The birdemic has shown that for many the most important thing in life seems not to die. I wonder if that's up to us, or God.
Maybe it's my imagination, but when young or relatively young people die suddenly, I sometimes entertain the thought that maybe they accomplished some purpose and were ready to go.
As the saying goes, good die early, the bad die late, the best of men cannot suspend their fate. Maybe there really is something to your idea that God lets people live longer today on average in order to realize some purpose.
Very good summary of 'the proper work of old age' and a suitable update of your thoughts from two years ago when you asked "What is the purpose of old age?"
I responded to your question here -
https://theylaughedatnoah.blogspot.com/2019/06/old-age-and-beyond-by-jd.html
To add my own update: you take 53 as the commencement of old age but I would place it at somewhere between 56 and 58 as that was when I more or less stepped back from working life (I am now 76)
Yesterday I was in my local 'corner shop' and the proprieter's 7 year old daughter who was sitting at the counter asked me "Why are you always so happy?" And I replied "Because I am old."

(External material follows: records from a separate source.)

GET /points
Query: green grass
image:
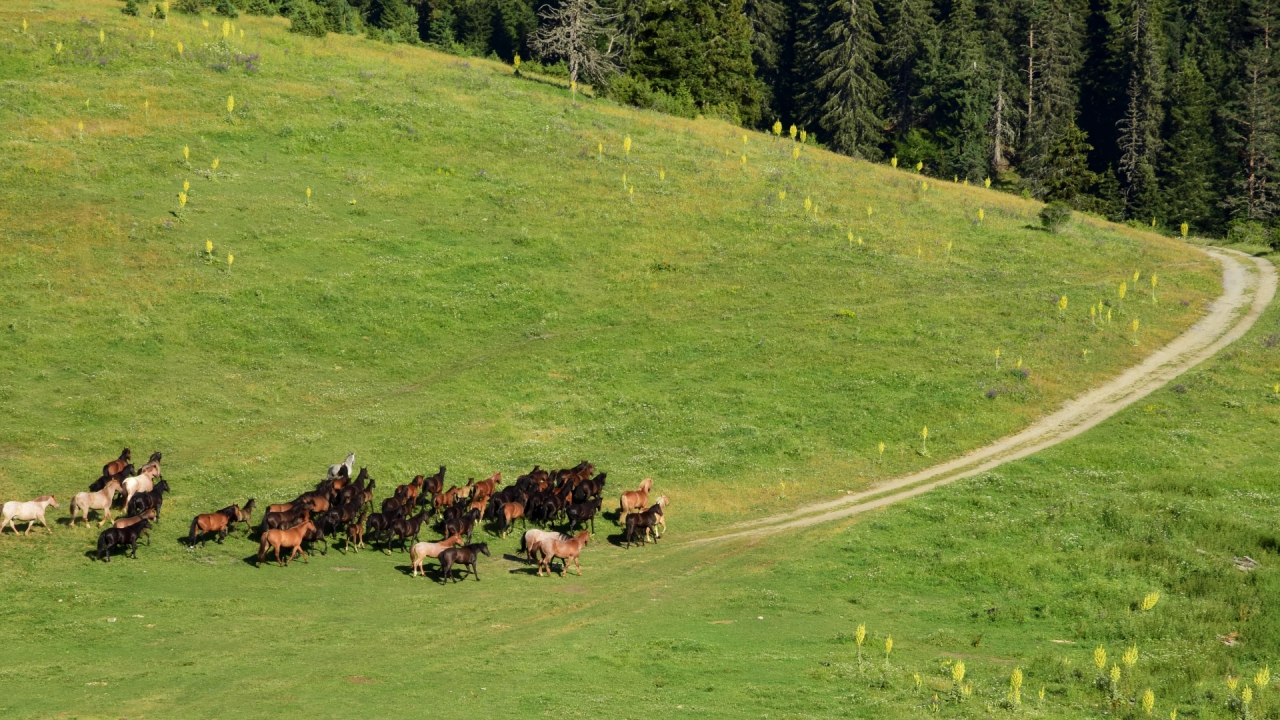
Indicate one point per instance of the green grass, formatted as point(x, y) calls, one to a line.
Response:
point(494, 297)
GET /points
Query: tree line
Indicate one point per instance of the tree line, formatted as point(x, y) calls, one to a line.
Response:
point(1152, 112)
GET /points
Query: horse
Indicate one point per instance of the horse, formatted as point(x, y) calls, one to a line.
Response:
point(118, 477)
point(286, 519)
point(465, 556)
point(292, 537)
point(424, 550)
point(530, 543)
point(488, 486)
point(342, 468)
point(511, 511)
point(100, 500)
point(144, 481)
point(462, 525)
point(356, 533)
point(120, 537)
point(218, 523)
point(435, 483)
point(118, 464)
point(583, 513)
point(634, 500)
point(565, 550)
point(27, 513)
point(647, 520)
point(245, 514)
point(135, 520)
point(152, 499)
point(406, 528)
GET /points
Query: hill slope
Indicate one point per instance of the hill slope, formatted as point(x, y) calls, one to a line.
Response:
point(488, 276)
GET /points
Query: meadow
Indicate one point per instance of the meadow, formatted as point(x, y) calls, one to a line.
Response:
point(259, 251)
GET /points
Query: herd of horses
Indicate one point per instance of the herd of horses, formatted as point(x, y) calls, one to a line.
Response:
point(343, 509)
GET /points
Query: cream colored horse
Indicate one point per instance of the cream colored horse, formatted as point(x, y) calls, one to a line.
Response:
point(424, 550)
point(100, 500)
point(634, 501)
point(27, 513)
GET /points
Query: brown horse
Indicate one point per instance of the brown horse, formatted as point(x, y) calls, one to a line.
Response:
point(277, 540)
point(424, 550)
point(635, 500)
point(565, 550)
point(100, 500)
point(488, 486)
point(218, 523)
point(118, 464)
point(149, 515)
point(511, 513)
point(356, 533)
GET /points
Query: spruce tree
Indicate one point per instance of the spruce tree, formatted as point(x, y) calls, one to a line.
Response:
point(848, 95)
point(396, 17)
point(1187, 177)
point(910, 46)
point(1139, 127)
point(1255, 117)
point(700, 48)
point(965, 95)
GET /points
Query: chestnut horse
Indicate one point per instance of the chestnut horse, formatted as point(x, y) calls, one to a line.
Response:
point(218, 523)
point(150, 515)
point(424, 550)
point(565, 550)
point(277, 540)
point(465, 556)
point(635, 500)
point(27, 513)
point(531, 542)
point(100, 500)
point(144, 481)
point(118, 464)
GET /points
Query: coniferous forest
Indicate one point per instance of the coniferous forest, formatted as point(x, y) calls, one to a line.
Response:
point(1142, 110)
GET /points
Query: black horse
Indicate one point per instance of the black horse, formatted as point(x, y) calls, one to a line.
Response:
point(406, 528)
point(465, 556)
point(120, 537)
point(583, 513)
point(150, 500)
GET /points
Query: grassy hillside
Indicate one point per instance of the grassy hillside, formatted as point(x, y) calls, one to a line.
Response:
point(488, 274)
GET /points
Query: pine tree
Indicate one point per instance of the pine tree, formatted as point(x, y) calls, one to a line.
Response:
point(1139, 128)
point(1055, 54)
point(910, 46)
point(846, 95)
point(769, 33)
point(965, 95)
point(397, 18)
point(1255, 118)
point(1187, 177)
point(700, 48)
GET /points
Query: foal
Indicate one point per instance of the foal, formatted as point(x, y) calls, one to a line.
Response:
point(465, 556)
point(565, 550)
point(277, 540)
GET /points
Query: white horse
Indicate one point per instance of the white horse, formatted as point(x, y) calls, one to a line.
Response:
point(27, 513)
point(100, 500)
point(336, 470)
point(136, 484)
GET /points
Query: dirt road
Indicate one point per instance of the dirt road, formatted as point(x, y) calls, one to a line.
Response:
point(1248, 286)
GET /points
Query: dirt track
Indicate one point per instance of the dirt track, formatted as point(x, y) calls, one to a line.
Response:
point(1248, 285)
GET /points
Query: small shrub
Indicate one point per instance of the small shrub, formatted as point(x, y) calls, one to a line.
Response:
point(1055, 215)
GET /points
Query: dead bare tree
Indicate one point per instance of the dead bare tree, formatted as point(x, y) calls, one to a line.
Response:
point(584, 35)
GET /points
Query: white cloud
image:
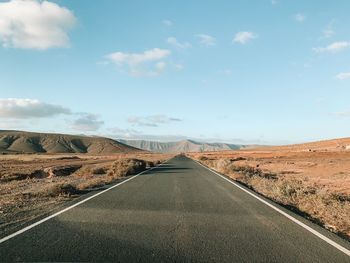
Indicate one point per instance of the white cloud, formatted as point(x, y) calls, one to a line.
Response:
point(87, 122)
point(160, 66)
point(206, 40)
point(178, 66)
point(174, 42)
point(343, 114)
point(225, 72)
point(334, 47)
point(167, 22)
point(34, 24)
point(243, 37)
point(343, 75)
point(13, 108)
point(141, 64)
point(328, 31)
point(152, 121)
point(299, 17)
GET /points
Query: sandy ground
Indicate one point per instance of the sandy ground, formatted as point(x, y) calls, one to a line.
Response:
point(313, 179)
point(328, 169)
point(33, 185)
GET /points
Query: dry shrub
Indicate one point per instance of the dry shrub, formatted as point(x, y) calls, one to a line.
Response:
point(118, 169)
point(322, 206)
point(95, 182)
point(99, 171)
point(126, 167)
point(61, 189)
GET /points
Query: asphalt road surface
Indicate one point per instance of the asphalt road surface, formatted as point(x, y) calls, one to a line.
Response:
point(179, 212)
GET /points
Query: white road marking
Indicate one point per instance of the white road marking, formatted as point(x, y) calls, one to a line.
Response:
point(316, 233)
point(70, 207)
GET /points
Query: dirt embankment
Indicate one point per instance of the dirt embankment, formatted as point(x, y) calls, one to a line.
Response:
point(315, 184)
point(33, 185)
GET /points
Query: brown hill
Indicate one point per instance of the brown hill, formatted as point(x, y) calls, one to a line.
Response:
point(341, 144)
point(30, 142)
point(181, 146)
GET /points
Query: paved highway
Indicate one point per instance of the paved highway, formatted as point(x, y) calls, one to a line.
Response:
point(179, 212)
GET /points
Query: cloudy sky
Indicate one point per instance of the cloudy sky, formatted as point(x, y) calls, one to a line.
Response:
point(272, 71)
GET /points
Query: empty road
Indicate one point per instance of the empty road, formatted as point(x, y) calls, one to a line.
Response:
point(179, 212)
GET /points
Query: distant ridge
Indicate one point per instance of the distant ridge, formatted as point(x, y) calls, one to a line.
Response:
point(31, 142)
point(181, 146)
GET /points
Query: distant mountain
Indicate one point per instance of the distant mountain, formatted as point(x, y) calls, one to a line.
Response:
point(30, 142)
point(181, 146)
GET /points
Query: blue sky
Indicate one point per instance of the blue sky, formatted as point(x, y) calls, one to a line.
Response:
point(238, 71)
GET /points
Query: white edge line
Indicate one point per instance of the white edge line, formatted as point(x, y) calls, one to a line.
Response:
point(316, 233)
point(70, 207)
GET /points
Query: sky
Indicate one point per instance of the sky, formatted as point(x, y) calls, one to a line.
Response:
point(257, 71)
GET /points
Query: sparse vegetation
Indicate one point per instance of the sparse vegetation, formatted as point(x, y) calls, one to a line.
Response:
point(317, 202)
point(31, 185)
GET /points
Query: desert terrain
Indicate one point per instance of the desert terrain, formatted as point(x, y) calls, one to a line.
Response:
point(312, 179)
point(55, 169)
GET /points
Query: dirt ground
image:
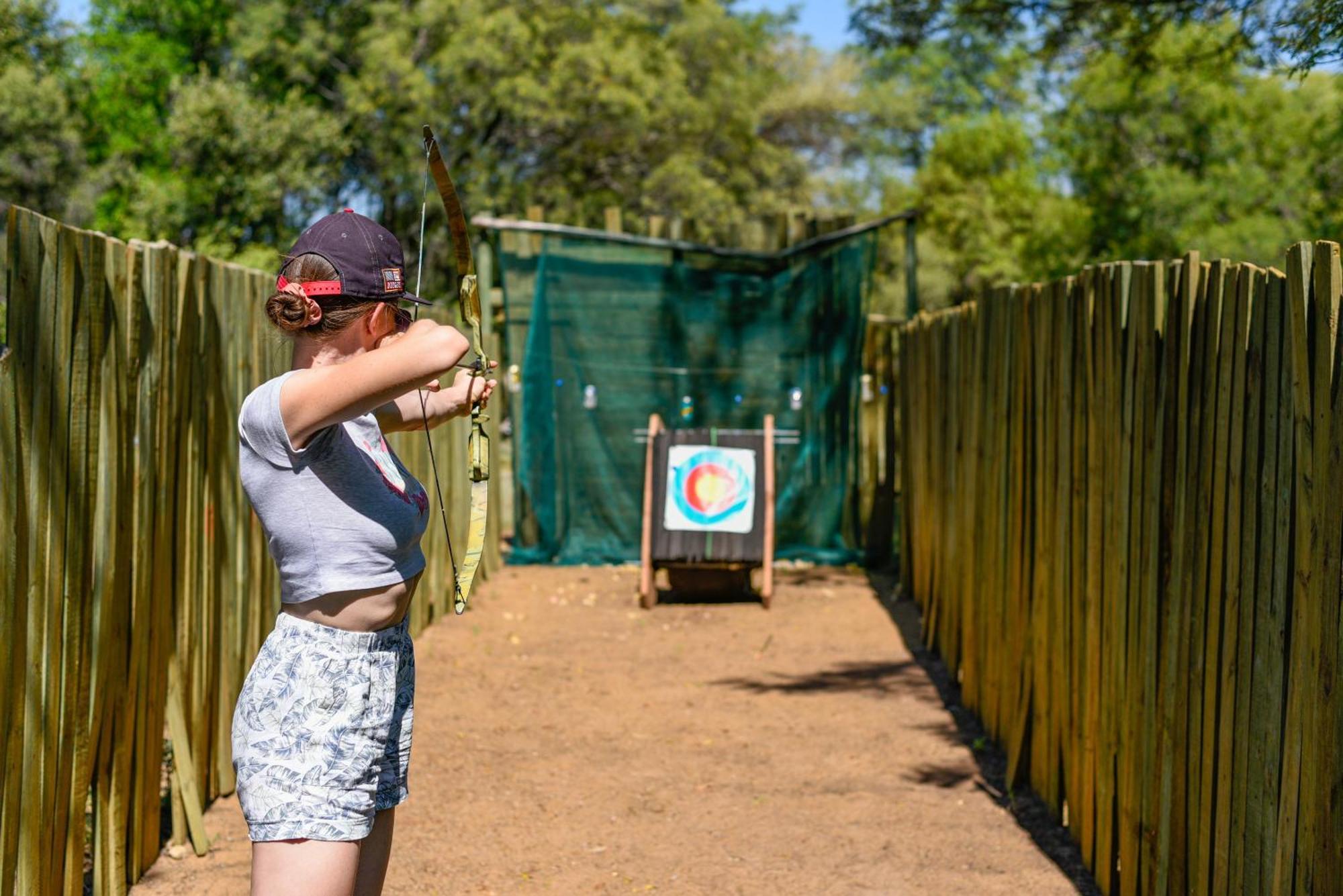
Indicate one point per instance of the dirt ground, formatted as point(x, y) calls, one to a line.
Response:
point(567, 741)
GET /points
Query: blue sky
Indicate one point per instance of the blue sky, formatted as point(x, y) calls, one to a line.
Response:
point(827, 21)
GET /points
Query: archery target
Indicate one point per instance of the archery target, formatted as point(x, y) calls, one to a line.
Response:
point(710, 489)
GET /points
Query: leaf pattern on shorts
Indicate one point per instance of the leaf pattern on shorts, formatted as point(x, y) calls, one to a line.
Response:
point(323, 733)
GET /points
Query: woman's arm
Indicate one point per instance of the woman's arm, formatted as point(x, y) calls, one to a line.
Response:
point(405, 412)
point(318, 397)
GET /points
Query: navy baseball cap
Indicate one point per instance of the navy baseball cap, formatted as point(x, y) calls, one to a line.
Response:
point(366, 255)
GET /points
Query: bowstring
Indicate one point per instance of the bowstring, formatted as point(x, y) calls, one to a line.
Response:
point(429, 440)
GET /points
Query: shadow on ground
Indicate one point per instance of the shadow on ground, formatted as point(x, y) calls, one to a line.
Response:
point(878, 679)
point(1029, 811)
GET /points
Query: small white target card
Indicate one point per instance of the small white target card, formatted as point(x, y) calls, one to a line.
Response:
point(710, 489)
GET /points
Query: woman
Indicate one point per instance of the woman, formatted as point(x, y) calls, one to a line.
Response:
point(323, 726)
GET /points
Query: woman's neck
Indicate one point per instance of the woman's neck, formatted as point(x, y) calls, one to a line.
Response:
point(319, 353)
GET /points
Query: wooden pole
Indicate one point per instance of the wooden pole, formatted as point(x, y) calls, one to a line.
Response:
point(768, 570)
point(648, 592)
point(911, 268)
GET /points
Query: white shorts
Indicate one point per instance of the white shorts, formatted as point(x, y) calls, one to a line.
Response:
point(323, 730)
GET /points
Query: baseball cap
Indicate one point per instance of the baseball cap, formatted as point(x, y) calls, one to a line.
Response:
point(366, 255)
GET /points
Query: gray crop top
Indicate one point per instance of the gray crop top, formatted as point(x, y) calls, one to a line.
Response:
point(340, 514)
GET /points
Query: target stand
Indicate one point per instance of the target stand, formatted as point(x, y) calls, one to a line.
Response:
point(708, 511)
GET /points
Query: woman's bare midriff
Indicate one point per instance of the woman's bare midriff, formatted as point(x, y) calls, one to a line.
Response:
point(362, 611)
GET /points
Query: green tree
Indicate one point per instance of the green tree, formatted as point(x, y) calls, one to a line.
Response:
point(690, 109)
point(1203, 152)
point(40, 138)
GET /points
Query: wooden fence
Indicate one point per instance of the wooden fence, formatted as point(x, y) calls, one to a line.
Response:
point(1123, 521)
point(135, 583)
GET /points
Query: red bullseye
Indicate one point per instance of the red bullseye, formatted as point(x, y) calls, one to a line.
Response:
point(710, 487)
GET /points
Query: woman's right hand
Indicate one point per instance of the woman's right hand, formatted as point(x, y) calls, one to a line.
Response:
point(326, 395)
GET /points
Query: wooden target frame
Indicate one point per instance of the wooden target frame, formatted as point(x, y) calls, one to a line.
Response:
point(683, 554)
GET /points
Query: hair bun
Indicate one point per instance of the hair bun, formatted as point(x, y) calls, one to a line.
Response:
point(288, 311)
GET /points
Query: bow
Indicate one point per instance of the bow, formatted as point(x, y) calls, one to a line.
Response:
point(479, 443)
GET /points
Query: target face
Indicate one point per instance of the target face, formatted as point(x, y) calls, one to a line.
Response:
point(710, 489)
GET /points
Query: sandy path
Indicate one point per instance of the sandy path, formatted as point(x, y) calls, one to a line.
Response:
point(569, 742)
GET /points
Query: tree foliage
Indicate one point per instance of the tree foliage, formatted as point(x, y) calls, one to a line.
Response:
point(1033, 136)
point(224, 123)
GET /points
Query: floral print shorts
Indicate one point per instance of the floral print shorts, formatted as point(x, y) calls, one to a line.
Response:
point(323, 730)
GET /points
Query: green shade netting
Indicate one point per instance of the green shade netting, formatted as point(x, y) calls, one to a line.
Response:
point(703, 340)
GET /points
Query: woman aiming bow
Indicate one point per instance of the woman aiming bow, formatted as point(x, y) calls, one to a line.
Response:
point(323, 728)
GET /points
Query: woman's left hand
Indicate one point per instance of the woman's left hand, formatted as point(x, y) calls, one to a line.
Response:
point(471, 389)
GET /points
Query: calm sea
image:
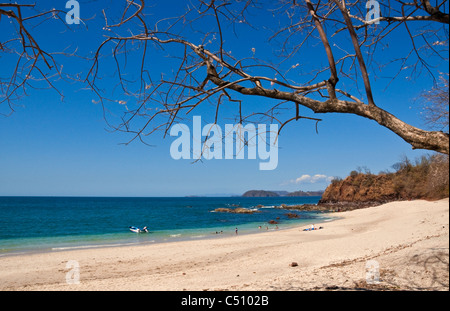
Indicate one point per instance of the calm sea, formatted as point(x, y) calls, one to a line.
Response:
point(29, 224)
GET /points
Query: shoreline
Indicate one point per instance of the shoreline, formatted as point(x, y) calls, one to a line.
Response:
point(406, 239)
point(202, 234)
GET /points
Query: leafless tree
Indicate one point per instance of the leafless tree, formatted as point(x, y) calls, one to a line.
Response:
point(436, 106)
point(207, 68)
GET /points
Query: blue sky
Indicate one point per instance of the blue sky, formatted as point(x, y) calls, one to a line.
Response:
point(64, 148)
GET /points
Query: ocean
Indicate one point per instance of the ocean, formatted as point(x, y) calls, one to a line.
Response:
point(42, 224)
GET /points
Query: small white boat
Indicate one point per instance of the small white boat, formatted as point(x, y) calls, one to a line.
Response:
point(138, 230)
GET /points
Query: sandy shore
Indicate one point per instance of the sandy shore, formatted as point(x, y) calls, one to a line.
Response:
point(409, 242)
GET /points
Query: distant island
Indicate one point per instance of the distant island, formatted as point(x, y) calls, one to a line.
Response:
point(266, 194)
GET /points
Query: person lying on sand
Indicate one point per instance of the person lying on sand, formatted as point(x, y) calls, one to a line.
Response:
point(312, 228)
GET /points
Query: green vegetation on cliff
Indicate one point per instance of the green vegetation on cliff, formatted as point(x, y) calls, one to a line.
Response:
point(426, 178)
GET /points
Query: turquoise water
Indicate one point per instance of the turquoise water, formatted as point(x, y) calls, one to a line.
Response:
point(57, 223)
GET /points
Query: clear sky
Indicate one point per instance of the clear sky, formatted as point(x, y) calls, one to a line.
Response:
point(64, 148)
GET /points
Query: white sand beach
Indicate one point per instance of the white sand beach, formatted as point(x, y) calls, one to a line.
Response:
point(409, 242)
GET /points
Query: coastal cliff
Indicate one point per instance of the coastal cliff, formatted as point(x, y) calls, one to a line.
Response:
point(426, 179)
point(264, 193)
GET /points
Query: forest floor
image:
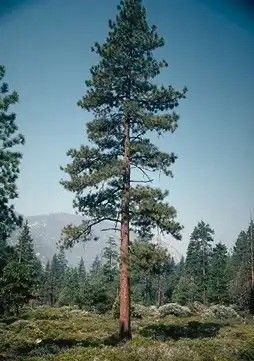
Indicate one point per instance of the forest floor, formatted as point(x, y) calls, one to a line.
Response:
point(65, 334)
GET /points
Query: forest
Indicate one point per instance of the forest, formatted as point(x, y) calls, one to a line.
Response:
point(136, 302)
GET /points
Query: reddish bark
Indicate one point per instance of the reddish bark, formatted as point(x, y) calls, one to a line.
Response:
point(124, 299)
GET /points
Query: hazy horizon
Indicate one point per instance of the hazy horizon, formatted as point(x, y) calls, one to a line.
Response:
point(210, 49)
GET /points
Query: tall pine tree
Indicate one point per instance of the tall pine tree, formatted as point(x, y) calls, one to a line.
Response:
point(198, 258)
point(9, 163)
point(218, 282)
point(127, 107)
point(21, 276)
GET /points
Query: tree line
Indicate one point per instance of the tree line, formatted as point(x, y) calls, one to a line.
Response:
point(209, 274)
point(112, 179)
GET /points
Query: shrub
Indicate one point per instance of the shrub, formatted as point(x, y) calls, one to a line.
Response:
point(220, 312)
point(174, 309)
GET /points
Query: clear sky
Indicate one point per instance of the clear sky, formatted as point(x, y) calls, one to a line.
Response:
point(45, 46)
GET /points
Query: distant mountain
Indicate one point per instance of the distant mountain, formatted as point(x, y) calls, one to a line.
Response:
point(46, 231)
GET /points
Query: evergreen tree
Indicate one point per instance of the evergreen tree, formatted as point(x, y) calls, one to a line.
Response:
point(151, 266)
point(218, 275)
point(186, 290)
point(111, 259)
point(242, 266)
point(127, 106)
point(58, 268)
point(197, 262)
point(21, 276)
point(9, 165)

I think contentment is a better description than happiness and at this stage I have a feeling of anticipation similar to the feeling I had as a child in the days before Christmas, a feeling that something wonderful is coming!
THE INNER VOICE by Philip Keefe
As his late decades onward roll
With fewer things he can control
He listens to that voice within
Which advocates self-discipline.
Such words as these maintain morale:
“I don't want to, yet I shall”
Say, swallowing a bitter pill:
“I don't want to, but I will.”
Facing then some simple choice
He won't escape the inner voice;
And very clearly does it say
“No, do not take the easy way!”
When doing little he'd prefer
And further effort would defer,
Still it tells him “Sorry, no,
Once more the extra mile you go!”
Thus driven by his conscience' call,
Refusing to give less than all,
With power of will he reaffirms
He's living yet on his own terms
And he augments his times of ease
By doing things that may not please,
Which makes the pleasant sweeter still:
He may not want to, but he will.
@PK - Well, I don't really agree that this is the special task of age, indeed I think that the old are much less capable of this kind of adherence to principle, extra effort and powerful willing than are the middle aged (say those aged 35-52).
It's not that these things you mention are bad! - but I am trying to clarify that to which the changes of ageing are especially well-suited.